Nawalny ist einer der schärfsten Kritiker von Kremlchef Wladimir
Putin, er ist der führende Kopf der liberalen Opposition. Der
studierte Jurist wirft der Regierung und Oligarchen regelmäßig
Korruption und Machtmissbrauch vor. Auf ihn hatte es schon mehrfach
Anschläge gegeben.

«Vielen Dank an alle für die Unterstützung. Der Kampf um Alexejs
Leben und Gesundheit fängt gerade erst an, und es gibt noch viel zu
tun. Zumindest ist aber jetzt der erste Schritt getan», schrieb
Jarmysch nach dem Abflug. Auch andere Oppositionelle zeigten sich
erleichtert. «Ich bin so erleichtert, als hätten Terroristen nach
langen Verhandlungen eine Geisel freigegeben», schrieb der bekannte
liberale Politiker Ilja Jaschin, der auch ein jahrelanger
Wegbegleiter Nawalnys ist. «Ich hoffe, dass diese für nichts und
wieder nichts vergeudete Zeit Alexej nicht das Leben kosten wird.»

Der Jurist wollte am Donnerstag von Sibirien zurück nach Moskau
fliegen. Am Flughafen in Tomsk habe er noch einen Tee getrunken,
sagte Nawalnys Sprecherin. Während des Flugs habe er sich unwohl
gefühlt und noch an Bord das Bewusstsein verloren. Das Flugzeug
landete dann in Omsk, das 4000 Kilometer von der deutschen Hauptstadt
entfernt liegt.

Der Flug nach Berlin war eine private Aktion der Initiative Cinema
for Peace um den Filmproduzenten Bizilj. Eine ähnliche Aktion gab es
vor zwei Jahren, als Pjotr Wersilow mit schweren Vergiftungssymptomen
aus Moskau nach Berlin kam. Er ist Mitglied der russischen
Polit-Punk-Gruppe Pussy Riot. Er verglich die Situation Nawalnys mit
seiner Lage 2018. «Es ist unglaublich, wie ähnlich die Route ist, die
ich vor zwei Jahren genommen habe. Damals war ich bewusstlos»,
twitterte Wersilow. Auch er wurde in der Charité behandelt.

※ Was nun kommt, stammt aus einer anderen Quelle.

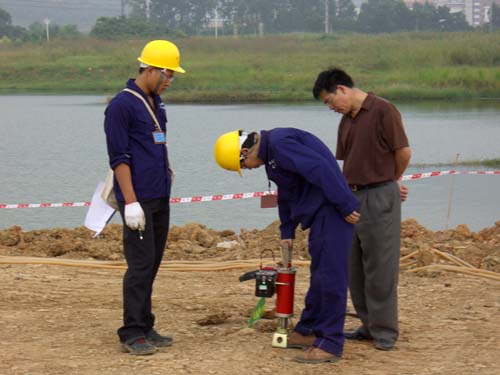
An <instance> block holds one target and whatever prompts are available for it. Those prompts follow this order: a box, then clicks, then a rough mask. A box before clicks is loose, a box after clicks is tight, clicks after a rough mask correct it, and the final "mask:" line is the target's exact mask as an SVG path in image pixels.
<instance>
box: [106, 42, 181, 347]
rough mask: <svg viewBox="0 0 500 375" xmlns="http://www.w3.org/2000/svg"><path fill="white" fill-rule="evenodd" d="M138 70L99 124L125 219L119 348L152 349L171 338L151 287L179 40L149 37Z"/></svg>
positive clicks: (166, 170)
mask: <svg viewBox="0 0 500 375" xmlns="http://www.w3.org/2000/svg"><path fill="white" fill-rule="evenodd" d="M138 60H139V62H140V68H139V74H138V75H137V77H136V79H130V80H129V81H128V82H127V88H126V89H125V90H122V91H121V92H120V93H119V94H118V95H116V96H115V97H114V99H113V100H112V101H111V102H110V103H109V105H108V107H107V108H106V112H105V115H106V117H105V121H104V129H105V132H106V143H107V147H108V155H109V163H110V167H111V168H112V169H113V170H114V175H115V179H114V192H115V195H116V199H117V201H118V205H119V209H120V214H121V216H122V218H123V223H124V225H123V247H124V253H125V259H126V260H127V266H128V268H127V271H126V273H125V276H124V279H123V326H122V327H121V328H120V329H119V330H118V336H119V338H120V343H121V349H122V351H123V352H128V353H130V354H133V355H147V354H153V353H154V352H156V351H157V347H160V346H161V347H164V346H169V345H171V344H172V338H171V337H169V336H163V335H160V334H159V333H158V332H157V331H156V330H155V329H154V323H155V316H154V315H153V313H152V307H151V294H152V291H153V282H154V280H155V277H156V274H157V272H158V268H159V267H160V263H161V260H162V257H163V253H164V251H165V245H166V242H167V235H168V228H169V220H170V205H169V198H170V188H171V184H172V176H171V175H172V171H171V170H170V168H169V162H168V150H167V136H166V133H167V132H166V126H167V114H166V111H165V106H164V104H163V102H162V100H161V98H160V94H161V93H162V92H163V91H164V90H165V89H167V87H169V86H170V83H171V82H172V81H173V79H174V77H173V75H174V72H179V73H184V72H185V71H184V69H182V68H181V67H180V65H179V60H180V55H179V50H178V48H177V46H176V45H175V44H173V43H171V42H169V41H167V40H153V41H151V42H149V43H148V44H146V46H145V47H144V49H143V50H142V54H141V56H140V57H139V58H138Z"/></svg>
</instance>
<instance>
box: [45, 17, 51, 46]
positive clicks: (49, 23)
mask: <svg viewBox="0 0 500 375" xmlns="http://www.w3.org/2000/svg"><path fill="white" fill-rule="evenodd" d="M43 23H44V24H45V34H46V36H47V42H50V35H49V25H50V20H49V19H48V18H45V19H44V20H43Z"/></svg>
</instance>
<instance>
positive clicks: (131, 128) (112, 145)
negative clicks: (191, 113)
mask: <svg viewBox="0 0 500 375" xmlns="http://www.w3.org/2000/svg"><path fill="white" fill-rule="evenodd" d="M127 88H129V89H131V90H134V91H136V92H138V93H139V94H141V95H142V96H143V97H144V99H145V100H146V102H147V103H148V101H147V97H146V94H145V93H144V92H143V91H142V90H141V89H140V88H139V87H138V86H137V85H136V84H135V80H133V79H130V80H129V81H128V82H127ZM153 99H154V101H155V106H156V111H154V109H153V112H154V113H155V115H156V118H157V119H158V122H159V123H160V127H161V129H162V131H164V132H165V133H166V131H167V114H166V111H165V105H164V104H163V102H162V101H161V98H160V96H158V95H154V96H153ZM148 105H149V103H148ZM156 130H157V129H156V126H155V124H154V120H153V119H152V117H151V115H150V113H149V112H148V110H147V108H146V107H145V106H144V103H143V102H142V101H141V100H140V99H139V98H137V97H135V96H134V95H133V94H131V93H128V92H124V91H122V92H120V93H118V94H117V95H116V96H115V97H114V98H113V100H111V102H110V103H109V105H108V107H107V108H106V111H105V120H104V131H105V132H106V143H107V147H108V156H109V164H110V167H111V168H112V169H114V168H115V167H116V166H117V165H119V164H121V163H125V164H128V165H129V167H130V170H131V173H132V185H133V187H134V191H135V194H136V196H137V200H138V201H144V200H149V199H156V198H166V197H169V196H170V188H171V178H170V173H169V171H168V150H167V147H166V145H165V144H155V143H154V140H153V132H154V131H156ZM167 141H168V137H167ZM114 190H115V194H116V199H117V200H119V201H122V202H123V201H124V200H125V199H124V197H123V194H122V192H121V190H120V186H119V185H118V183H117V181H116V177H115V183H114Z"/></svg>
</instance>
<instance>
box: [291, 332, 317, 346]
mask: <svg viewBox="0 0 500 375" xmlns="http://www.w3.org/2000/svg"><path fill="white" fill-rule="evenodd" d="M314 340H316V336H314V335H310V336H304V335H301V334H300V333H298V332H295V331H294V332H292V333H290V334H289V335H288V338H287V342H286V348H287V349H307V348H309V347H310V346H311V345H312V344H313V342H314Z"/></svg>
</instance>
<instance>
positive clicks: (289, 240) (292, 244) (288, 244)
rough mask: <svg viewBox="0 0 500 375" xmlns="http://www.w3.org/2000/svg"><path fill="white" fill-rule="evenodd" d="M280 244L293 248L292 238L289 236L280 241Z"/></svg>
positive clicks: (289, 247) (282, 245) (289, 248)
mask: <svg viewBox="0 0 500 375" xmlns="http://www.w3.org/2000/svg"><path fill="white" fill-rule="evenodd" d="M280 244H281V246H288V248H289V249H290V250H292V249H293V240H292V239H291V238H287V239H284V240H281V241H280Z"/></svg>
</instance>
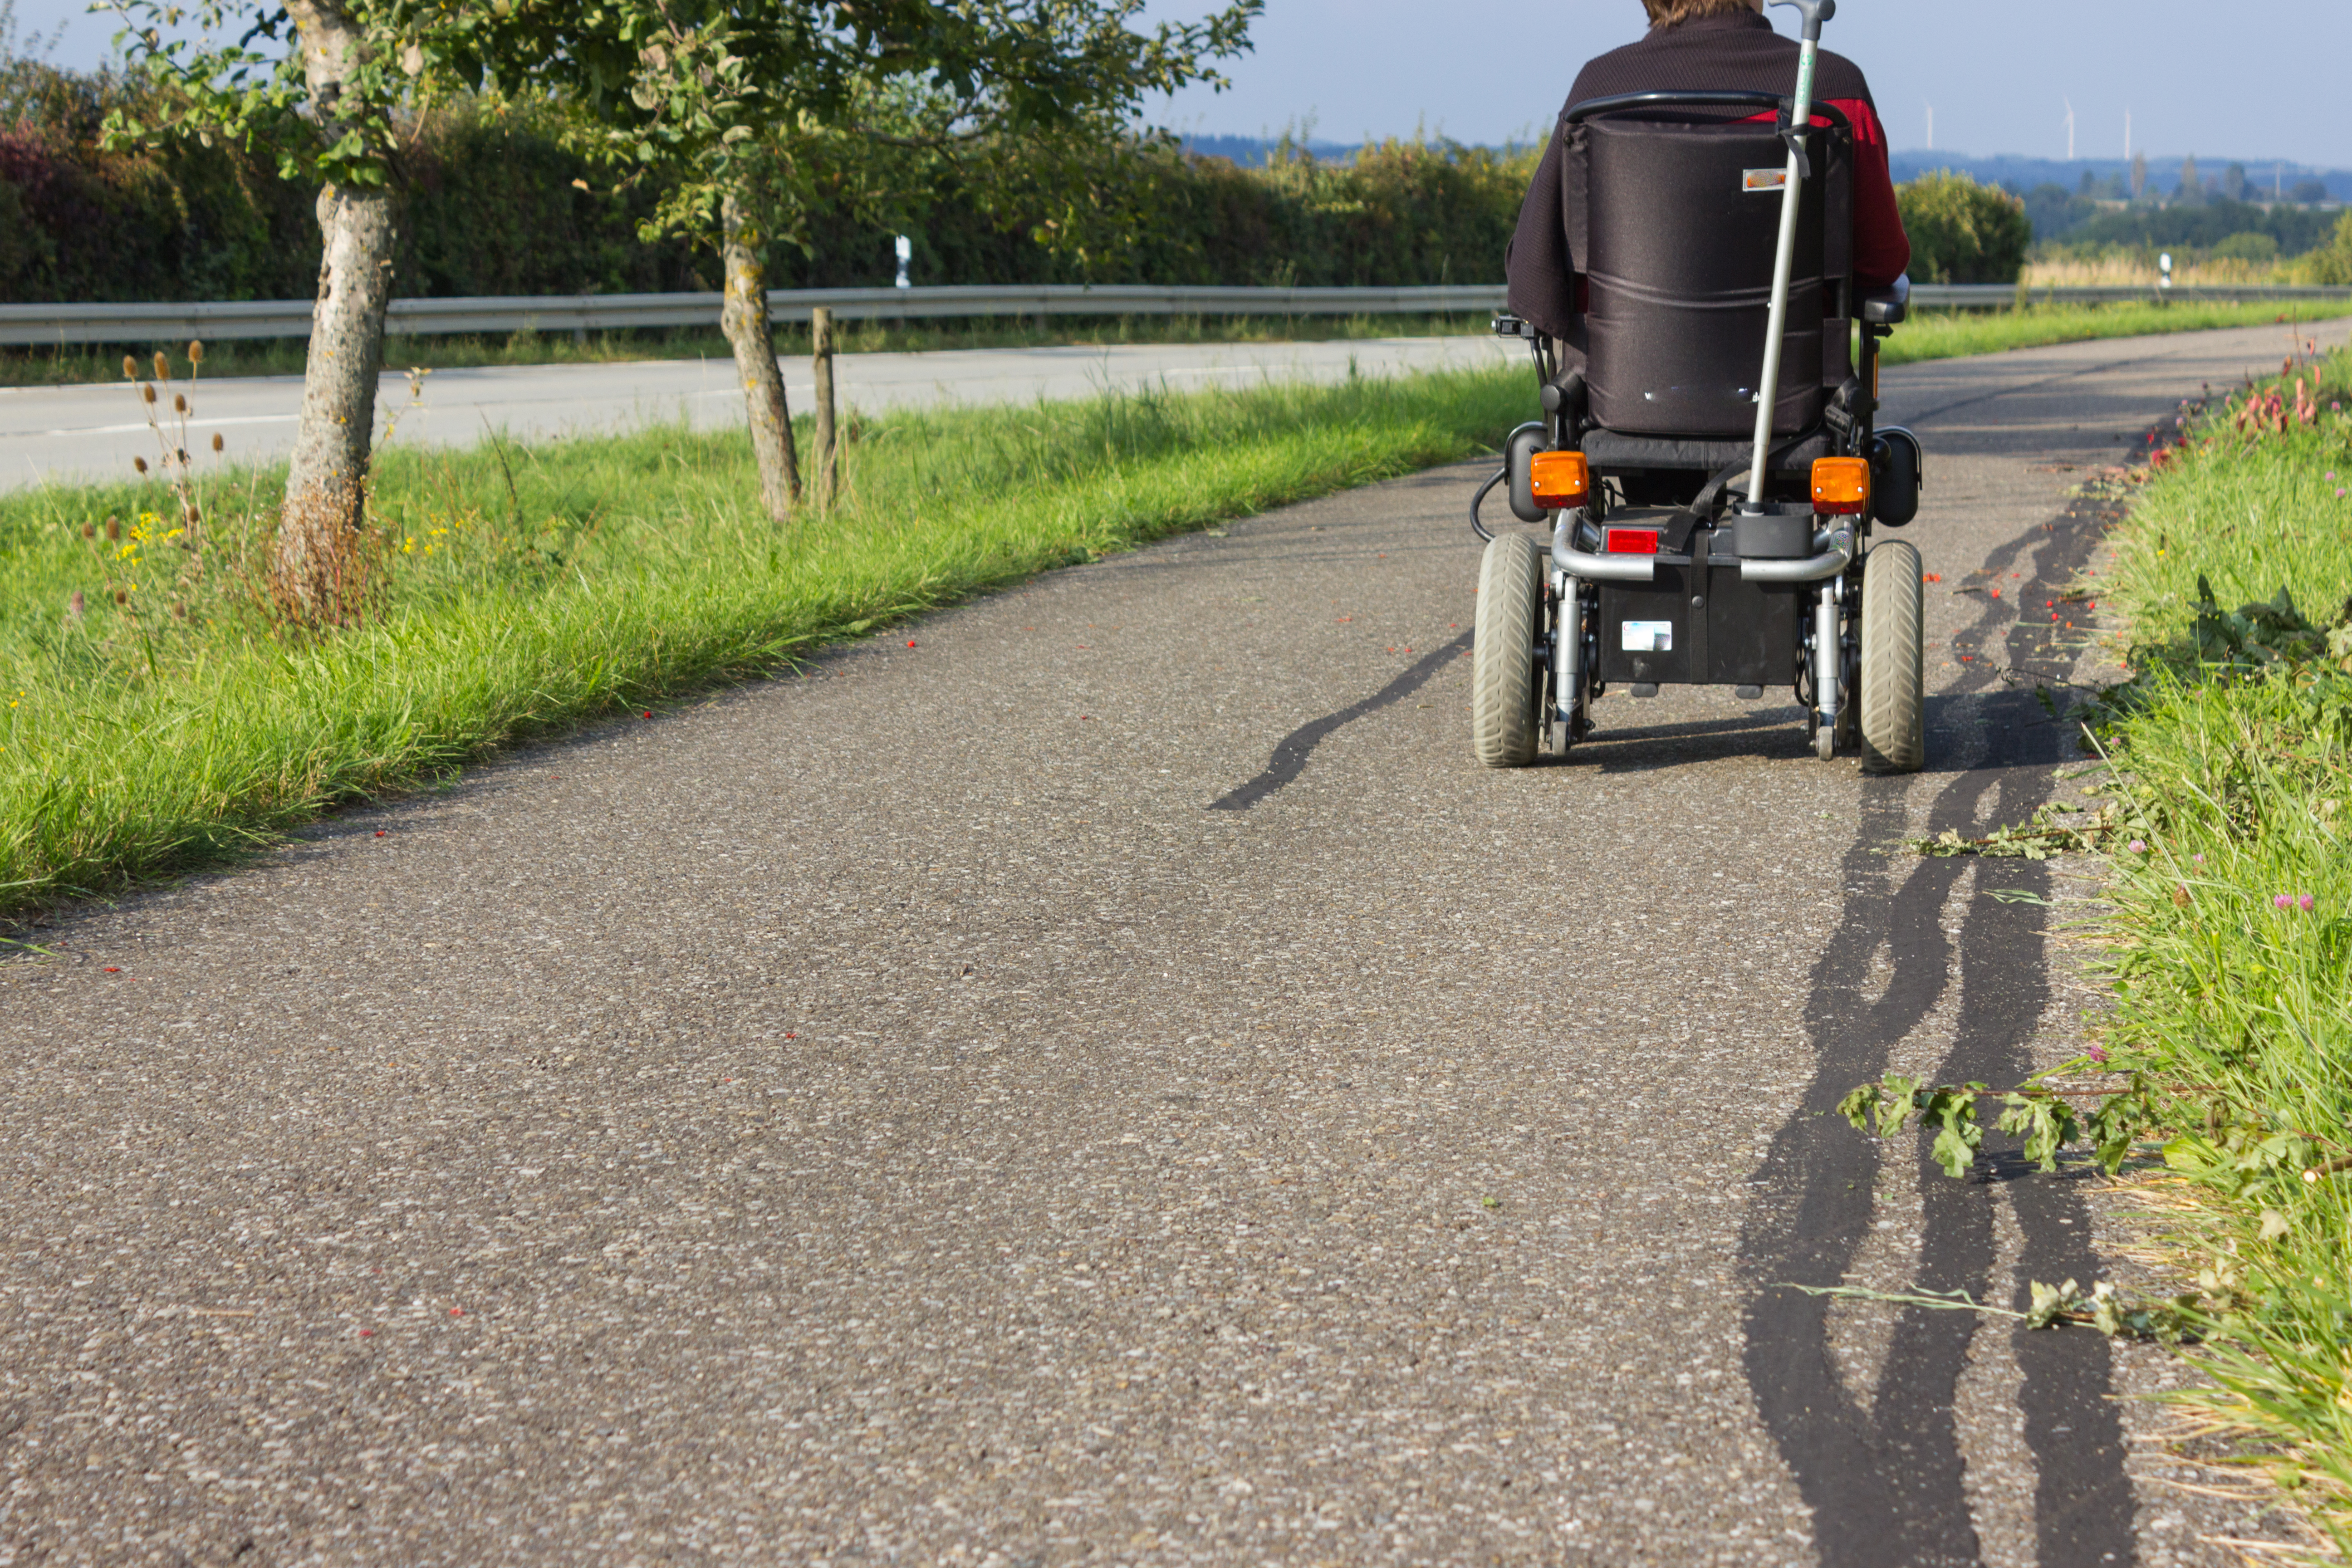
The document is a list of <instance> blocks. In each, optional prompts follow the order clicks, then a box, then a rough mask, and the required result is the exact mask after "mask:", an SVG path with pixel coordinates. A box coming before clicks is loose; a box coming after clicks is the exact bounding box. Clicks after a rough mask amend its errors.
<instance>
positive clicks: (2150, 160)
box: [1886, 150, 2352, 202]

Die Ärzte der traditionsreichen Berliner Klinik hatten 2014 auch der
ukrainischen Ex-Regierungschefin Julia Timoschenko wegen chronischer
Rücken- und Gehprobleme geholfen. Timoschenko, die damals aus der
Haft freikam, hatte im Gefängnis mehrere Bandscheibenvorfälle
erlitten. Die Charité ist Deutschlands größte Uni-Klinik.